Pilatus Bank
- Company type: Corporation
- Founded: 2014
- Defunct: 2018
- Headquarters: Ta' Xbiex, Malta
- Key people: Seyed Ali Sadr Hasheminejad, founder and CEO

= Pilatus Bank =

Maltese bank

Pilatus Bank Plc was a bank established in Ta' Xbiex, Malta. The bank was created in 2013 to provide private and commercial banking services to high net-worth individuals and was closed down in 2018, after major local and international money laundering scandals. The bank was also involved in major local political controversies involving former energy minister Konrad Mizzi, former OPM chief of staff Keith Schembri, and businessman and murder suspect Yorgen Fenech.

== History ==

Pilatus Bank started its operations in January 2014. Its owner was Seyed Ali Sadr Hasheminejad, known as Ali Sadr. The bank came into the spotlight after reporter Daphne Caruana Galizia accused the bank of laundering funds from allegedly corrupt schemes on behalf of offshore companies and individuals. An 18-month investigation by a magistrate in Malta disproved any claims that Egrant was connected to Joseph Muscat or Michelle Muscat. However, the bank was found to lack any serious controls to monitor money transfers, fined and eventually had its banking licence revoked.

Ali Sadr was charged with violating US sanctions against Iran in the United States in March 2018. Found guilty at trial, the court decision was reversed in July 2020.
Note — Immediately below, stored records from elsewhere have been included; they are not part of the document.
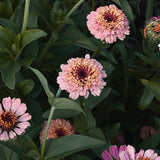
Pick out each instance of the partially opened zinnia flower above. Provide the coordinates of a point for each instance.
(152, 30)
(128, 153)
(80, 76)
(13, 118)
(108, 23)
(147, 131)
(57, 128)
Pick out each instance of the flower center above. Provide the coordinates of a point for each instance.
(60, 132)
(7, 120)
(156, 28)
(81, 73)
(109, 17)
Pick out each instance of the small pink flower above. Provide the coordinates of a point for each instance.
(57, 128)
(80, 76)
(108, 23)
(13, 118)
(147, 131)
(113, 151)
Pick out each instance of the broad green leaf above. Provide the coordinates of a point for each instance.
(92, 101)
(43, 81)
(64, 108)
(78, 157)
(127, 9)
(146, 99)
(30, 36)
(154, 87)
(14, 146)
(61, 147)
(8, 24)
(25, 86)
(8, 71)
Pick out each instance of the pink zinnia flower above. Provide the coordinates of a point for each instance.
(113, 151)
(80, 76)
(13, 118)
(147, 131)
(108, 23)
(57, 128)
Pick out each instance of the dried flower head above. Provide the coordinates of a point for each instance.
(81, 75)
(147, 131)
(57, 128)
(152, 30)
(108, 23)
(13, 119)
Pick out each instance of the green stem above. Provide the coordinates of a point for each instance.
(26, 12)
(97, 50)
(93, 5)
(46, 132)
(47, 126)
(45, 49)
(10, 156)
(73, 9)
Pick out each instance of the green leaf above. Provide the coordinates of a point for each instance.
(8, 71)
(31, 35)
(154, 87)
(78, 157)
(127, 10)
(92, 101)
(43, 81)
(25, 86)
(65, 108)
(61, 147)
(8, 24)
(146, 99)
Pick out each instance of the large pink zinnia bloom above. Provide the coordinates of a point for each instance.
(128, 153)
(108, 23)
(13, 118)
(57, 128)
(80, 76)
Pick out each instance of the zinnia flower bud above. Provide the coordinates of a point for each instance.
(108, 23)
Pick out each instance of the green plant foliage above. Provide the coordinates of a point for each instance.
(74, 143)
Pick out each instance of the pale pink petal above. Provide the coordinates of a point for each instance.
(158, 158)
(21, 109)
(7, 103)
(131, 151)
(19, 131)
(12, 134)
(122, 148)
(148, 153)
(24, 117)
(15, 104)
(139, 154)
(124, 155)
(23, 125)
(114, 151)
(106, 155)
(0, 108)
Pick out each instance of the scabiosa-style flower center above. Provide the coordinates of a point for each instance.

On 4 November 2018, the bank had their banking license revoked by the European Central Bank (ECB). Following the release of Ali Sadr in 2020, Pilatus tried unsuccessfully taking legal action through the European Court of Justice for the return of the banking license and for damages against the ECB. In September 2022, the International Centre for Settlement of Investment Disputes has called on Malta to halt any possible legal action against Ali Sadr. Sadr is claiming Maltese authorities, namely the MFSA and FIAU have personally prosecuted him and violated his rights. There is intense political pressure for Maltese authorities to take legal action against Sadr.

== Pilatus Bank clients ==
"Aliyev Empire", by The Sentry, maps many of Pilatus Bank’s high-risk and politically connected customers from Azerbaijan, including Arzu and Leyla Aliyeva, daughters of Azerbaijan’s President Ilham Aliyev, who leads a brutal and repressive regime.